Looks like I'm walking home.

The original IL-2 came in for a bit of stick because it used scripted missions for its campaigns. In Forgotten Battles and Pacific Fighters (subsequent instalments/sequels both included in this edition) career sorties were randomly generated making for much more engaging tours. Simmers with experience of titles like Falcon 4.0 and Rowan's Battle of Britain may still be disappointed by the lack of targets of opportunity and strategic freedom (you can't alter historical outcomes in the stock campaigns) Luckily, thanks to a free utility created by community boffin Paul Lowengrin (http://www.lowengrin.com/news.php), there's a relatively simple way to add this kind of texture to the game.

Talking of 'the community', buying into an established and popular game like this one means gaining access to a world of excellent free content and assistance. Though new planes can't be added by users (not a big problem considering the size of the existing fleet) there's an excellent range of gratis campaigns, single missions and skins available.
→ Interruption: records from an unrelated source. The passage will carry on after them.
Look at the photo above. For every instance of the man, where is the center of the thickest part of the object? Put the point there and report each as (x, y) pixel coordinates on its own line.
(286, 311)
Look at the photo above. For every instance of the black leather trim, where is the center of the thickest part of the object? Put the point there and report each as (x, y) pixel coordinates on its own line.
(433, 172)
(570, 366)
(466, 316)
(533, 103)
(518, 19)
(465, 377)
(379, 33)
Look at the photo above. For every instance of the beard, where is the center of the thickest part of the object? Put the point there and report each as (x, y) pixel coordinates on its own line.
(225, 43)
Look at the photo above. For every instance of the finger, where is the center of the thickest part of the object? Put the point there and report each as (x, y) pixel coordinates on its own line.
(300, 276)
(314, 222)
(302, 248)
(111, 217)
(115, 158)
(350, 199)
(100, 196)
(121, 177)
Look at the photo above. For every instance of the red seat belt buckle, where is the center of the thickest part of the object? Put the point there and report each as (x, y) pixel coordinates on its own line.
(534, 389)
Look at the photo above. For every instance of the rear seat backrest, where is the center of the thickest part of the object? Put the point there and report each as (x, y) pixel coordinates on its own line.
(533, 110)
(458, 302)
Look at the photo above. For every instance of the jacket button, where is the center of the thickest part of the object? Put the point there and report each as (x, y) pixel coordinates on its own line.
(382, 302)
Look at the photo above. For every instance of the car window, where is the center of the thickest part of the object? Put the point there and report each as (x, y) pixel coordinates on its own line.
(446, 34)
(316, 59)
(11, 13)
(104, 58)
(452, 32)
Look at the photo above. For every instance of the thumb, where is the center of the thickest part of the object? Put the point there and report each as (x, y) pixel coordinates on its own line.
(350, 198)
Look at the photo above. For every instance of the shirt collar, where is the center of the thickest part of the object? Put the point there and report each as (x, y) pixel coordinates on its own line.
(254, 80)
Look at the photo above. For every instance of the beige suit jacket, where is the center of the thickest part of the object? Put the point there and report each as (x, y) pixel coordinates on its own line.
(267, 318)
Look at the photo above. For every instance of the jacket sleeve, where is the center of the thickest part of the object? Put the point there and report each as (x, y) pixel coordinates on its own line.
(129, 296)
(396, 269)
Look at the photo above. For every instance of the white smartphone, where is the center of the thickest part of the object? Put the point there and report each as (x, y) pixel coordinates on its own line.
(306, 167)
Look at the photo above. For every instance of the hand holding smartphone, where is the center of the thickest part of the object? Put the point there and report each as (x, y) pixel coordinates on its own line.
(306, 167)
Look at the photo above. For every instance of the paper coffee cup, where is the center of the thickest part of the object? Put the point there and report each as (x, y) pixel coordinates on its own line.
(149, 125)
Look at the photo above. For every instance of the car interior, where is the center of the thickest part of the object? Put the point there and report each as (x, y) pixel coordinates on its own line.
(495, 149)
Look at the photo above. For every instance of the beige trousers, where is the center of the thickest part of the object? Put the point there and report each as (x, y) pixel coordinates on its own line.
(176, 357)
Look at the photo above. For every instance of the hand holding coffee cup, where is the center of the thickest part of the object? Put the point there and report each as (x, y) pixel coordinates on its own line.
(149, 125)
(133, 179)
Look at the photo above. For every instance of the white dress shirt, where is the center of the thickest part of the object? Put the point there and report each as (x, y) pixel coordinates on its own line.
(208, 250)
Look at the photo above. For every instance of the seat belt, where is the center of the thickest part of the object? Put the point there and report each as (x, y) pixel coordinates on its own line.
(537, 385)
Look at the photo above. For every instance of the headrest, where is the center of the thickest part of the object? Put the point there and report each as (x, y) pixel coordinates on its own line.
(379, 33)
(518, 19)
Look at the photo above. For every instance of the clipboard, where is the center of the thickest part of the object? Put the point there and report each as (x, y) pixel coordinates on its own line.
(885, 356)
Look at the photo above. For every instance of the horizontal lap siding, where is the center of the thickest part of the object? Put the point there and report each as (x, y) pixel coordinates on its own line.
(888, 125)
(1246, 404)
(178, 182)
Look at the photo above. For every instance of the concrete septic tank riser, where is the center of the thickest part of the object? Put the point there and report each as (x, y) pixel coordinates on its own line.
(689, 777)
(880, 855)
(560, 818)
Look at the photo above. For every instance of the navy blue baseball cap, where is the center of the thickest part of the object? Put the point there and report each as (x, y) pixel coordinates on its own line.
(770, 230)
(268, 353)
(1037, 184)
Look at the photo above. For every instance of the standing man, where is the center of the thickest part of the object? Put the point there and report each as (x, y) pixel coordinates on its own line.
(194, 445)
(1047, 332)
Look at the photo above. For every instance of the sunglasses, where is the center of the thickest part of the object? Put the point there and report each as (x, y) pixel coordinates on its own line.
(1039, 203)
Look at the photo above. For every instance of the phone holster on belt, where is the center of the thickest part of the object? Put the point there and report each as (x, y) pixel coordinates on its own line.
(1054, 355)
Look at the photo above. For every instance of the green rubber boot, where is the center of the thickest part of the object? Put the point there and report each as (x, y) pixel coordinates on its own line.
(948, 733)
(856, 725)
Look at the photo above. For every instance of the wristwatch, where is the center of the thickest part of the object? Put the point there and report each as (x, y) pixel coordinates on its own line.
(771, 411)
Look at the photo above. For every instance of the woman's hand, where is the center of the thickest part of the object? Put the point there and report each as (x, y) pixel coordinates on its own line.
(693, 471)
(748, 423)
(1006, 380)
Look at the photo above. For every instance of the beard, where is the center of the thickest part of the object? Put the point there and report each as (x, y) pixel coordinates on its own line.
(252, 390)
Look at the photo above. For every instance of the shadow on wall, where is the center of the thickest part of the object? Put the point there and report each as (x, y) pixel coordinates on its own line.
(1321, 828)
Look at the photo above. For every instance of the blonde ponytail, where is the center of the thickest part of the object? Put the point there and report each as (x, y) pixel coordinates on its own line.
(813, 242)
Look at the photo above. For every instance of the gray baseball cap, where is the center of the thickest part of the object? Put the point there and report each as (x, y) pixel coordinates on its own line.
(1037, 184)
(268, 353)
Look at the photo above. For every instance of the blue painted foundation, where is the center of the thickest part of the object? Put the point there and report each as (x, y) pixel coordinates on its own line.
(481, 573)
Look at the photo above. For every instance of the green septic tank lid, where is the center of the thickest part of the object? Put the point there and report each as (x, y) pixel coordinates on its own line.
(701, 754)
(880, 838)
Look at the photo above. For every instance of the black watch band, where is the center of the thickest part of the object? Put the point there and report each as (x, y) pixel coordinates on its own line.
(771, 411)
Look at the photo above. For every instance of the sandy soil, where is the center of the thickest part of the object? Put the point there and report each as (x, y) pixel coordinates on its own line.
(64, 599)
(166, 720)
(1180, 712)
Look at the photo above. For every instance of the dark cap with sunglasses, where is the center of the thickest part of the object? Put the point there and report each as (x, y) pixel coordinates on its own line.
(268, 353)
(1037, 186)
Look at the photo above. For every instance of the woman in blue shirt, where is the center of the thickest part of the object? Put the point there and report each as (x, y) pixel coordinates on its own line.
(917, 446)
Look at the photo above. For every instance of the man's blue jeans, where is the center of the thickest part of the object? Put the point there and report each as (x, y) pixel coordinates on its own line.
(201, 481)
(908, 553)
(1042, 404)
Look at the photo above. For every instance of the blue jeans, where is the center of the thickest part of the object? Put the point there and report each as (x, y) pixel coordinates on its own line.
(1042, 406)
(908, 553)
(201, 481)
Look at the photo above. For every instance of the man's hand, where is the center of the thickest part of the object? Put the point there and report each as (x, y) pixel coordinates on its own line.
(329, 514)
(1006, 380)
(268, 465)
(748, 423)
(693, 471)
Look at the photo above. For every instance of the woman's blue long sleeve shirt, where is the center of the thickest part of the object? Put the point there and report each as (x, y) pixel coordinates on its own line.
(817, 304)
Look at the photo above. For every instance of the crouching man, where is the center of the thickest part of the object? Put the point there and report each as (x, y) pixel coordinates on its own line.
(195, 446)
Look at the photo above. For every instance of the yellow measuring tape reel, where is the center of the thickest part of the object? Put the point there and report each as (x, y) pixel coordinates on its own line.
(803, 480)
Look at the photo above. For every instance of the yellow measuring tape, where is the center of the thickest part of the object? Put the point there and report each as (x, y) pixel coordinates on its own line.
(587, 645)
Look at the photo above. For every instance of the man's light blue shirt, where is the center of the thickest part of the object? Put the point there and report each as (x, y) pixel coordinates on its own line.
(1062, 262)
Novices looking for flight and combat tips can browse big guide libraries like the one at Airwarfare.com (http://www.airwarfare.com/guides.htm) It's well worth stressing that just because you've never flown a flight-sim before, there's no reason to be wary of IL-2. Once you've realised a few important keys are unassigned by default (potentially confusing) and that almost everything about the flight and combat models can be softened via the options menu, then you should have few problems finding your feet.

Gremlins and grumblings

It's against my religion to write an entirely positive review so here are a few small gripes to justify the missing '1' on that score down there. Firstly, the 'Complete Edition' name is a tad inaccurate as this pack doesn't include the most recent official add-on - the Pe-2 Peshka pack (http://www.rrgstudios.com/EN_02_05_Pe2Peshka.shtml) You can download this separately for a tenner from the Ubi.com shop but the installation process is bit of a palaver so it would have been nice to see it integrated. Also IL-2 does have its share of trifling quirks and deficiencies. AI aircraft, while generally extremely believable, do enjoy certain advantages like G-suits (enemies don't black-out or red-out during extreme manoeuvres) x-ray specs (bandits can see through clouds) dive-resistant airframes and improbably talented turret gunners. None of these issues are reasons to avoid this sublime sim, but we'll be disappointed if they crop-up in the upcoming series sequel - Storm of War: Battle of Britain.